Profiles in Professionalism: Capt. Eilis Cancel

By Mass Communication Specialist 1st Class Debra Thomas

Capt. Eilis Cancel, commanding officer, Naval Forces Europe-Africa N5 Reserve Detachment, loves her country and loves flying helicopters. A literal and figurative “high-flyer” in the U.S. Navy Reserve, she has set her sights on inspiring the next generation.
Upon graduating from the Naval Academy in 1999, Cancel selected aviation and went to flight school to earn her wings.

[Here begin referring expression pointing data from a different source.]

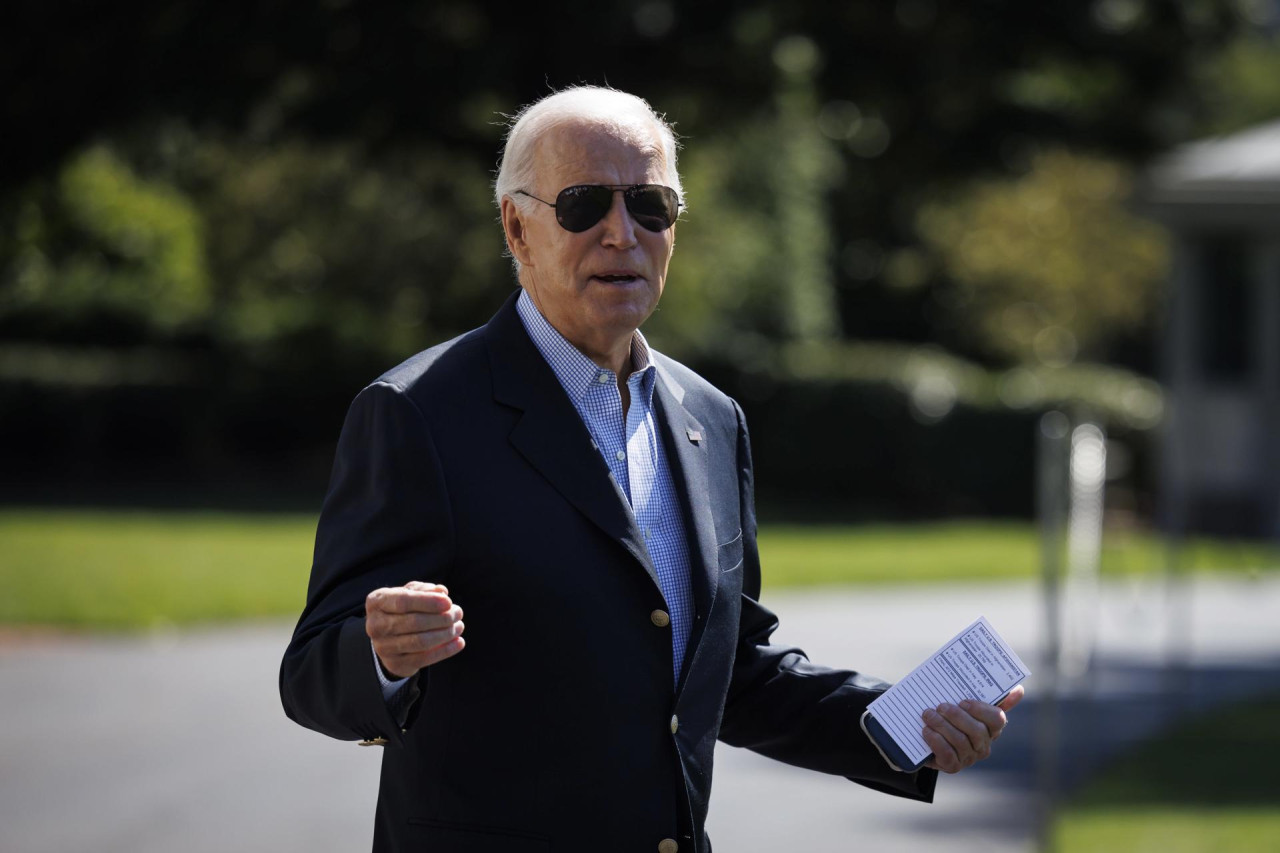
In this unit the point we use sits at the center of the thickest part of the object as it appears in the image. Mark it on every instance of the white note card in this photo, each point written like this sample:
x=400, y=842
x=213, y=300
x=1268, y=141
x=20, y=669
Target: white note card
x=976, y=664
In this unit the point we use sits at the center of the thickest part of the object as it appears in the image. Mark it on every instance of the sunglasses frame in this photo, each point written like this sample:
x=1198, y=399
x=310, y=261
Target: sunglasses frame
x=627, y=195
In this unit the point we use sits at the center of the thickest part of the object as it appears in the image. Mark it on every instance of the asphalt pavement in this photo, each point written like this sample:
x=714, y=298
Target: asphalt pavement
x=177, y=740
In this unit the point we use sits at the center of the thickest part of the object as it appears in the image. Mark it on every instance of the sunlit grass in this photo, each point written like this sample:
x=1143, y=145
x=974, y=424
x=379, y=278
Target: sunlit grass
x=1207, y=787
x=972, y=551
x=138, y=569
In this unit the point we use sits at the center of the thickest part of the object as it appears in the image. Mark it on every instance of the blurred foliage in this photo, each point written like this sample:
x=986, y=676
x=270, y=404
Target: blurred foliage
x=1052, y=264
x=1243, y=81
x=103, y=238
x=218, y=220
x=128, y=570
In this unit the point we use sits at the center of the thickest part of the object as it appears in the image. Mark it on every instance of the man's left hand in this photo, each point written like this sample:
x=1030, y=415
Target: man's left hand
x=960, y=734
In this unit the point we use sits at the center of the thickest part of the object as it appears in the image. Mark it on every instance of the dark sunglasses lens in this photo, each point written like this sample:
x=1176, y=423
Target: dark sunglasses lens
x=653, y=206
x=580, y=208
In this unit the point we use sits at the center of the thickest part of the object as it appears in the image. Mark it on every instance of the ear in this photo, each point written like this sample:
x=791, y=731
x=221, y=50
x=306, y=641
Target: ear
x=513, y=226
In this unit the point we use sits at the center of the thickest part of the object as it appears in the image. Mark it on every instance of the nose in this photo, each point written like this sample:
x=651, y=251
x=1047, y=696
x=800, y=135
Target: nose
x=618, y=228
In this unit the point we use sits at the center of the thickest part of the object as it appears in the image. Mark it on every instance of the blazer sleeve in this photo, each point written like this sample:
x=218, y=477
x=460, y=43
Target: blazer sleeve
x=385, y=521
x=785, y=707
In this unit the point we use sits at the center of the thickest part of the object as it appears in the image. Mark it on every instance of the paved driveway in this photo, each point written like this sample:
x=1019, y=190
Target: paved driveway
x=177, y=742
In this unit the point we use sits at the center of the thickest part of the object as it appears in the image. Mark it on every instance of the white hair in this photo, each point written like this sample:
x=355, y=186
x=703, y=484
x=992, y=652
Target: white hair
x=609, y=106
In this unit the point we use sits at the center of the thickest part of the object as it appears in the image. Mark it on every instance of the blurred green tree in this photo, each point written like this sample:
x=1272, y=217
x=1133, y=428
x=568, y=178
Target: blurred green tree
x=1048, y=267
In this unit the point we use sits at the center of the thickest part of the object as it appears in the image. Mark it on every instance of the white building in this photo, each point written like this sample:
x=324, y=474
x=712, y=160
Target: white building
x=1221, y=451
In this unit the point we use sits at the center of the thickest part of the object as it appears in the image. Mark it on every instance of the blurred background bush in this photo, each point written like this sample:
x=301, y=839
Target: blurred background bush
x=909, y=229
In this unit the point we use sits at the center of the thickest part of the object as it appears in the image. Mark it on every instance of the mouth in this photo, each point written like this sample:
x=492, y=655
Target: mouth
x=617, y=277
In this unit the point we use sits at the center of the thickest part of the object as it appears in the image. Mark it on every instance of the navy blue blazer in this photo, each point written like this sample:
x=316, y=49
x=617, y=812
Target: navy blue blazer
x=558, y=726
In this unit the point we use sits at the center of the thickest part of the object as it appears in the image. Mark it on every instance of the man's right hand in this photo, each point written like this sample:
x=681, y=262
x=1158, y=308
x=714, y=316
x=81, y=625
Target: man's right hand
x=412, y=626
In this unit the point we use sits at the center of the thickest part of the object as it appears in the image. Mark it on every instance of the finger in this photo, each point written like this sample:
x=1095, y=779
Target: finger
x=955, y=738
x=401, y=600
x=420, y=623
x=406, y=665
x=423, y=585
x=945, y=757
x=379, y=624
x=988, y=715
x=416, y=643
x=979, y=730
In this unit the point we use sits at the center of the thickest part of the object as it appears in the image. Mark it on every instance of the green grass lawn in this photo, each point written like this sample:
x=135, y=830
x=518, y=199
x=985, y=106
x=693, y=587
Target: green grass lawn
x=1207, y=787
x=135, y=569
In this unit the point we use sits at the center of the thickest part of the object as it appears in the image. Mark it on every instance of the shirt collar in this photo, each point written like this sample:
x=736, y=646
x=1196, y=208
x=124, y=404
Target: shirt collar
x=574, y=370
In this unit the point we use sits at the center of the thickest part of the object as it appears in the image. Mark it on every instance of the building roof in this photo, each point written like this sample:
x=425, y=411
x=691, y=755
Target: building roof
x=1223, y=181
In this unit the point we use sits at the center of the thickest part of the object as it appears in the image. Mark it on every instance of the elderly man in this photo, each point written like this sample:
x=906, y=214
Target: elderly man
x=589, y=502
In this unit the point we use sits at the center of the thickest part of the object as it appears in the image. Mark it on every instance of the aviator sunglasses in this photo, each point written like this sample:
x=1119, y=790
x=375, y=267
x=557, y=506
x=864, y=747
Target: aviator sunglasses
x=652, y=205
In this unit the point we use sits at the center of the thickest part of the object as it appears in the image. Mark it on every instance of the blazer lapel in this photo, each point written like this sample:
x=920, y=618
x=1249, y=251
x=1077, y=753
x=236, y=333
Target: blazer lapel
x=552, y=436
x=686, y=454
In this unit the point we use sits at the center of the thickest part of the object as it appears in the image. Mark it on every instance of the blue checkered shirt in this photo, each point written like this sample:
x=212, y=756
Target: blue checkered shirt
x=632, y=450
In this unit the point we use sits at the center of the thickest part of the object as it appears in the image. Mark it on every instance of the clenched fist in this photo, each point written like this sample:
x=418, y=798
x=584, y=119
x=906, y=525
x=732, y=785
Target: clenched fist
x=412, y=626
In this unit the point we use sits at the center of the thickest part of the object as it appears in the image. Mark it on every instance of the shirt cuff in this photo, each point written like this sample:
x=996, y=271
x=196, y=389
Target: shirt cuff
x=391, y=687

“I always found myself proud to be an American,” said Cancel. “I’m proud of my country and what we stand for — freedom of religion, freedom of speech — and I’ve always felt it was my duty to ensure that those liberties are secure for all of us in America, and that America continues to provide an example of those things to the world.”
Cancel touts flying MH-60 helicopters in the Persian Gulf with the “Screaming Indians” of Helicopter Sea Combat Squadron Six and sailing aboard USS Ronald Regan (CVN 76) on its inaugural voyage around South America as the two main highlights of her active-duty career.
Cancel transferred from active duty to the Navy Reserve in 2008, after which she became a civilian flight instructor where she continued to share her love of flying with her students. She has also continued to flourish as a leader and has served multiple tours in the Navy Reserve as a commanding officer.
“I really enjoy flying helicopters, I loved the mission,” said Cancel. “I loved serving my country, and I wanted to keep doing that.”
Cancel also used the citizen-Sailor aspect of her Navy Reserve career to enable her to teach in another way. She now teaches middle school Spanish and is taking graduate courses in education.
 “Teachers have always made a big impression on me,” Cancel said. “I’ve always wanted to be able to impact people’s lives and help them make good decisions — maybe inspire them to join the Navy?”
When asked about the difference between teaching pilots and teaching middle schoolers, Cancel reflects that there’s surprisingly little difference.
“I think I take some of my military demeanor into the classroom, which the middle school kids appreciate because I treat them more like adults, but I also have very high standards. That mutual respect makes them want to meet those standards.”
In the classroom, on the flight line, or serving as a commanding officer, Cancel brings the same dedication and motivation to everything she does.
“First and foremost, I think of myself as a Sailor in the Navy, like any other,” Cancel said. “I just always try to be straightforward and do my best, serve my country, and help other people.”